20¿Por qué se da luz al trabajado, Y vida á los de ánimo en amargura,

21Que esperan la muerte, y ella no llega, Aunque la buscan más que tesoros;

22Que se alegran sobremanera, Y se gozan, cuando hallan el sepulcro?

23¿Por qué al hombre que no sabe por donde vaya, Y al cual Dios ha encerrado?

24Pues antes que mi pan viene mi suspiro; Y mis gemidos corren como aguas.

25Porque el temor que me espantaba me ha venido, Y hame acontecido lo que temía.

26No he tenido paz, no me aseguré, ni me estuve reposado; Vínome no obstante turbación.

 
Capítulo 4
 
 
1Y RESPONDIO Eliphaz el Temanita, y dijo:
2Si probáremos á hablarte, serte ha molesto; Mas ¿quién podrá detener las palabras?

3He aquí, tú enseñabas á muchos, Y las manos flacas corroborabas;

4Al que vacilaba, enderezaban tus palabras, Y esforzabas las rodillas que decaían.

5Mas ahora que el mal sobre ti ha venido, te es duro; Y cuando ha llegado hasta ti, te turbas.

6¿Es este tu temor, tu confianza, Tu esperanza, y la perfección de tus caminos?

7Recapacita ahora, ¿quién que fuera inocente se perdiera? Y ¿en dónde los rectos fueron cortados?

8Como yo he visto, los que aran iniquidad Y siembran injuria, la siegan.

9Perecen por el aliento de Dios, Y por el espíritu de su furor son consumidos.

10El bramido del león, y la voz del león, Y los dientes de los leoncillos son quebrantados.

11El león viejo perece por falta de presa, Y los hijos del león son esparcidos.

12El negocio también me era á mí oculto; Mas mi oído ha percibido algo de ello.

13En imaginaciones de visiones nocturnas, Cuando el sueño cae sobre los hombres,

14Sobrevínome un espanto y un temblor, Que estremeció todos mis huesos:

15Y un espíritu pasó por delante de mí, Que hizo se erizara el pelo de mi carne.
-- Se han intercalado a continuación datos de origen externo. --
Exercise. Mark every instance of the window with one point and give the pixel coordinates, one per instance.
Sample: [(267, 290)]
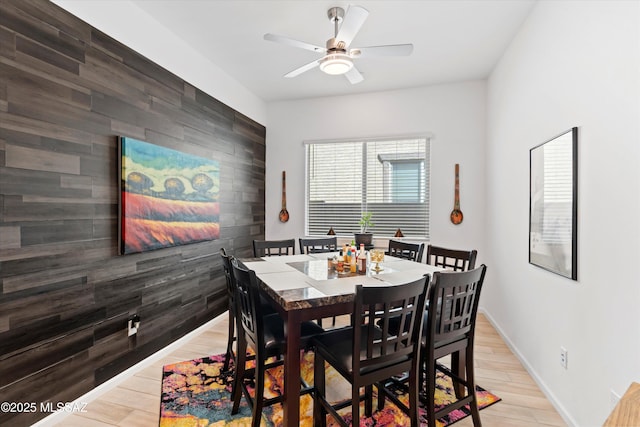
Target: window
[(387, 177)]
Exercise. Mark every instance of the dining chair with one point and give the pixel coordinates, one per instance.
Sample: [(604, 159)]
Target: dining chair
[(453, 259), (406, 250), (266, 307), (318, 245), (366, 354), (274, 247), (231, 335), (450, 330), (264, 334)]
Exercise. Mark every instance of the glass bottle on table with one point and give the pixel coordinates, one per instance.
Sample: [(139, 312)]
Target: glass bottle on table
[(352, 263), (362, 260)]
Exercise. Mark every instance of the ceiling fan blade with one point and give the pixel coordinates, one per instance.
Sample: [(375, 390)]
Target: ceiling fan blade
[(351, 24), (354, 76), (386, 50), (302, 69), (293, 42)]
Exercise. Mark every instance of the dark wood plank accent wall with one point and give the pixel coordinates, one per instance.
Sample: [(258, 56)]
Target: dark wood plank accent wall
[(66, 92)]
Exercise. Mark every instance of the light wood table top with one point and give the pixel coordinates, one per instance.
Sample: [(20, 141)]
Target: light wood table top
[(627, 411)]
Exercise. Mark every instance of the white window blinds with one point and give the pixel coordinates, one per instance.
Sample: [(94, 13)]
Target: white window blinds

16Paróse un fantasma delante de mis ojos, Cuyo rostro yo no conocí, Y quedo, oí que decía:

17¿Si será el hombre más justo que Dios? ¿Si será el varón más limpio que el que lo hizo?

18He aquí que en sus siervos no confía, Y notó necedad en sus ángeles

19¡Cuánto más en los que habitan en casas de lodo, Cuyo fundamento está en el polvo, Y que serán quebrantados de la polilla!

20De la mañana á la tarde son quebrantados, Y se pierden para siempre, sin haber quien lo considere.

21¿Su hermosura, no se pierde con ellos mismos? Mueren, y sin sabiduría.